Legally, the Nordschleife is a public toll road. It also means that it’s the longest one-way street in the world. Today, the track is used both for motorsport events, including motorcycle and vintage car races, and for testing by automakers. It hosts sports prototype racing, a touring car championship and endurance races. The prototype racing also brought the absolute record of the track, when Stefan Bellof did a lap in 6 minutes, 11.13 seconds in qualification for 1,000 km endurance race in 1983, driving a Porsche 956C. His average speed was 202.073 km/h. He did another record in the race itself, doing a lap in 6:25.91.
The high point of the season is 24h Nürburgring race. And there’s culture, too. Since 1985, a Rock am Ring megafestival is held at the Nürburgring at the end of May/beginning of June. For motoring fans and petrolheads, though, the most important thing about the ring is that its tarmac is open to public during “Touristenfahrten” or “Tourist drives” which are held traditionally since the track was finished.
Before you go to a “tourist trip” to the Ring, it’s good to know a few things. The basic facts are that you’ll pay 25 EUR for one lap on workdays and 30 EUR on weekend, while the year-round ticket will cost you 1,900 EUR. It’s also good to know that the nickname “Green Hell” was given to Nordschleife by no one else but F1 champion Jackie Stewart. Reasons for the name are both location in forested hills, but also the difficulty, the danger and volatile weather. Jochen Rindt, the only “in memoriam” F1 champion in history (1970) said that “it’s very hard to race on Nürburgring, but very easy to die there”. His fatal crash happened in Imola, but even so, there’s no reason not to believe him. For what it’s worth, the list of the Ring’s victims is worth several thick volumes.
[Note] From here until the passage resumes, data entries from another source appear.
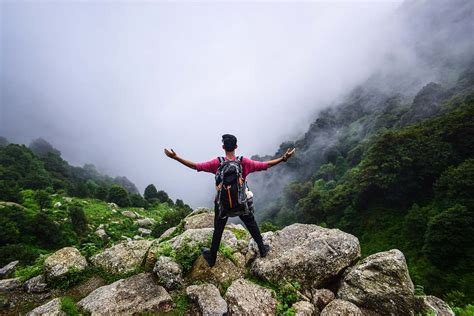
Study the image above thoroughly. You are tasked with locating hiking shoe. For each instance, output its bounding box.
[201,247,216,267]
[259,244,271,258]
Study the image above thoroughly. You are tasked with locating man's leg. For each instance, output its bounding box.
[239,212,270,256]
[203,202,228,266]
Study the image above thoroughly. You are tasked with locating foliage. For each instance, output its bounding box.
[69,205,88,237]
[34,190,52,209]
[151,207,191,238]
[15,253,49,282]
[144,184,159,201]
[107,185,130,207]
[60,297,80,316]
[260,221,280,233]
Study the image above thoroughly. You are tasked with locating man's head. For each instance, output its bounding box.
[222,134,237,152]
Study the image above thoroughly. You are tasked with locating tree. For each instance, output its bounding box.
[69,205,88,236]
[31,211,63,248]
[423,204,474,268]
[34,190,51,209]
[130,194,147,208]
[29,138,61,158]
[157,190,172,204]
[108,185,130,207]
[96,185,108,201]
[144,184,159,201]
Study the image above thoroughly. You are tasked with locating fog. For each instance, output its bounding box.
[2,0,461,207]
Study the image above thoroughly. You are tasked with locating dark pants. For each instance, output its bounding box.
[210,202,265,256]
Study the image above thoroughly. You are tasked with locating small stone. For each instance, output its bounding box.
[0,260,19,279]
[24,275,47,293]
[0,277,22,292]
[53,202,62,208]
[320,299,362,316]
[311,288,335,311]
[293,301,316,316]
[138,227,152,235]
[95,229,108,239]
[137,218,156,227]
[122,210,137,218]
[27,298,64,316]
[186,283,227,316]
[153,256,184,290]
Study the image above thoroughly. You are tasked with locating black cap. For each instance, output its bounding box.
[222,134,237,151]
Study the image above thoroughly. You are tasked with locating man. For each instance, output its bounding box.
[164,134,295,267]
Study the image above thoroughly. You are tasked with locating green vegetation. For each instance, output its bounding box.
[60,297,80,316]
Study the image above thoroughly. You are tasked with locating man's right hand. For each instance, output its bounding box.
[164,148,177,159]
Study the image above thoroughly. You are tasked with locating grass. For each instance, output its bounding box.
[15,253,49,282]
[60,297,81,316]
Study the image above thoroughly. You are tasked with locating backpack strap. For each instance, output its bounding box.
[237,156,243,162]
[218,156,225,164]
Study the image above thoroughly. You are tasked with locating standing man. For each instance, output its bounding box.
[164,134,295,267]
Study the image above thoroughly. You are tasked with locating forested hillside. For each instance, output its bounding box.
[251,64,474,307]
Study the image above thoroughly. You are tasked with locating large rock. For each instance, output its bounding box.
[293,301,316,316]
[0,277,22,292]
[90,239,152,274]
[153,256,184,290]
[186,284,228,316]
[43,247,88,280]
[159,226,177,240]
[337,249,415,315]
[184,212,214,230]
[27,298,65,316]
[189,254,243,290]
[121,210,136,218]
[170,228,238,251]
[224,278,277,315]
[415,295,454,316]
[24,275,48,293]
[0,260,18,279]
[250,224,360,289]
[320,299,362,316]
[78,273,174,315]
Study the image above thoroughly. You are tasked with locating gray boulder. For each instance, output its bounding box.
[224,278,277,315]
[169,228,238,251]
[337,249,415,315]
[293,301,316,316]
[24,275,48,293]
[43,247,88,280]
[320,299,362,316]
[138,227,152,235]
[0,260,18,279]
[122,210,137,218]
[27,298,65,316]
[0,277,22,292]
[311,288,335,311]
[153,256,184,290]
[90,239,153,274]
[159,226,177,240]
[415,295,454,316]
[189,254,243,290]
[137,218,156,227]
[250,224,360,289]
[186,283,228,316]
[78,273,174,315]
[184,212,214,230]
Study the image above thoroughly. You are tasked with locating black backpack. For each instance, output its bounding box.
[215,156,249,218]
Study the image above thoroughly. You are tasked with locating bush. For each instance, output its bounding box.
[34,190,51,209]
[95,186,108,201]
[31,211,63,248]
[144,184,159,201]
[108,185,130,207]
[423,204,474,268]
[69,205,88,236]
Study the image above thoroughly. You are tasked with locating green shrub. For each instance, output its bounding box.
[108,185,130,207]
[60,297,80,316]
[69,205,88,236]
[15,253,49,282]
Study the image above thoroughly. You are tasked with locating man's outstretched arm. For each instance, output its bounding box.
[266,148,296,168]
[164,148,197,170]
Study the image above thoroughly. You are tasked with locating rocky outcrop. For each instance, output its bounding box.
[43,247,88,280]
[78,273,174,315]
[184,212,214,230]
[90,239,152,274]
[153,256,184,290]
[337,249,415,315]
[415,295,455,316]
[27,298,64,316]
[224,278,278,315]
[320,299,362,315]
[0,277,22,292]
[24,275,47,293]
[293,301,316,316]
[186,284,227,316]
[0,261,18,279]
[250,224,360,289]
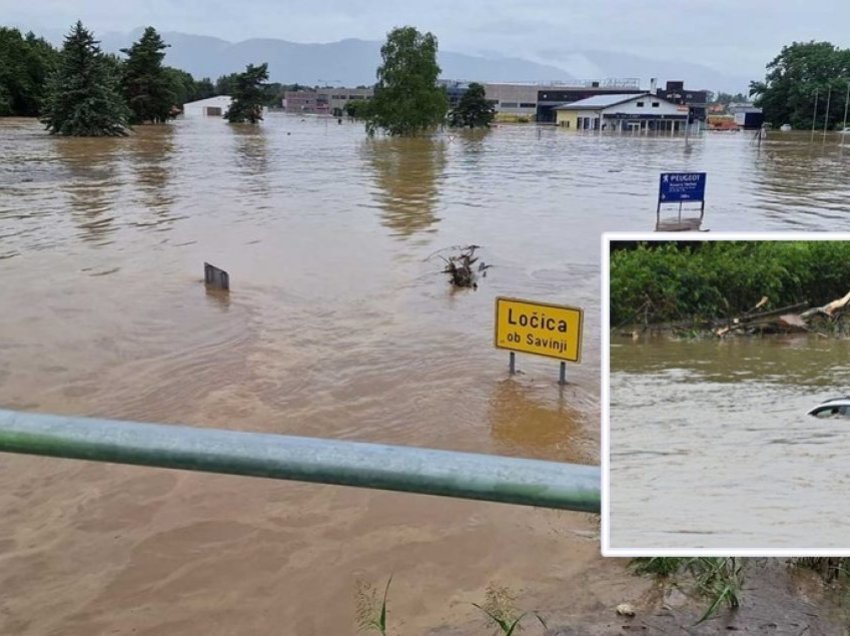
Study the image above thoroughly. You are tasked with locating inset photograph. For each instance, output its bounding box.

Despite the scary reputation of the track, the adrenaline experiences you can have even with a production sports car, lure tens of thousands drivers each year to try their luck more or less successfully. The less lucky attempts make for hours of YouTube videos – you only need to put something like “Nürburgring Epic Fail Crash Compilation” into YouTube search. If you want to become a star of the YouTube videos yourself, keep in mind a few things. On the Ring, the car insurance does not apply and you will also pay for the damage on the barriers, the tow service and the time the track is closed because of your crash. And you will pay on the spot, in cash. There are no discounts of “student prices” under the Nürburg castle.
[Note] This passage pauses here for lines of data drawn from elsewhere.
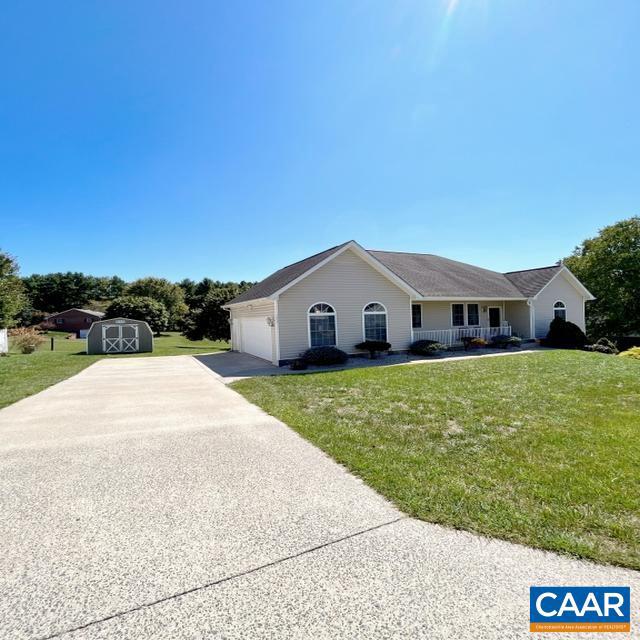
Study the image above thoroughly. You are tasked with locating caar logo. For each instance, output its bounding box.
[530,586,630,632]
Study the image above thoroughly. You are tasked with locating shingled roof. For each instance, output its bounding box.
[370,251,524,298]
[504,265,562,297]
[227,241,565,304]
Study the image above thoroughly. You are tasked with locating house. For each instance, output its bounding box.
[41,308,105,337]
[224,241,594,366]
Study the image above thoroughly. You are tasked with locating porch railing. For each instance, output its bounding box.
[412,325,511,346]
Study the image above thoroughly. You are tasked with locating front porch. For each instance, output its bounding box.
[412,325,512,347]
[410,299,532,346]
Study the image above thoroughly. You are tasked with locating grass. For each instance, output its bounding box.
[0,331,228,410]
[233,350,640,569]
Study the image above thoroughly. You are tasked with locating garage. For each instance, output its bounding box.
[236,315,273,362]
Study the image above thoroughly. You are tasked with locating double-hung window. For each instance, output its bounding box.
[452,303,481,326]
[363,302,387,341]
[451,304,465,327]
[466,303,480,326]
[411,304,422,329]
[553,301,566,321]
[308,303,336,347]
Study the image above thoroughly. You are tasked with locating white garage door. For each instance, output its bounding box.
[239,316,273,362]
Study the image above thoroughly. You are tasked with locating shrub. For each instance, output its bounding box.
[289,358,308,371]
[355,340,391,359]
[491,334,522,349]
[409,340,447,356]
[584,337,618,355]
[302,346,349,366]
[585,344,615,355]
[410,339,438,355]
[542,318,588,349]
[9,327,45,354]
[462,336,487,350]
[619,346,640,360]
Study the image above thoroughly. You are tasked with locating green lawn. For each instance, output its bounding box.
[233,351,640,569]
[0,331,228,410]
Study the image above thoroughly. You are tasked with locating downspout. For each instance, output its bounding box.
[526,299,535,340]
[273,297,280,366]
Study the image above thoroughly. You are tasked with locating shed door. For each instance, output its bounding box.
[239,316,272,361]
[102,324,139,353]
And the other Czech marks on the Ring we mentioned earlier? The first was left by legendary Czech racer Eliška Junková, who won her class of the Germany GP in 1927, driving a Bugatti Tipo 35. The second one is much sadder and also connected to Junek family. On 15thJuly 1928, Čeněk Junek, husband of Eliška Junková, died here after a crash with another Bugatti Tipo 35B. He was the first racer to lose his life on the circuit. Unfotunately, he was far from the last. So let’s just be glad that the fight for motorsport safety was fruitful and today, both track racing and rallying is much safer and fatal accidents are rare exceptions, not the rule.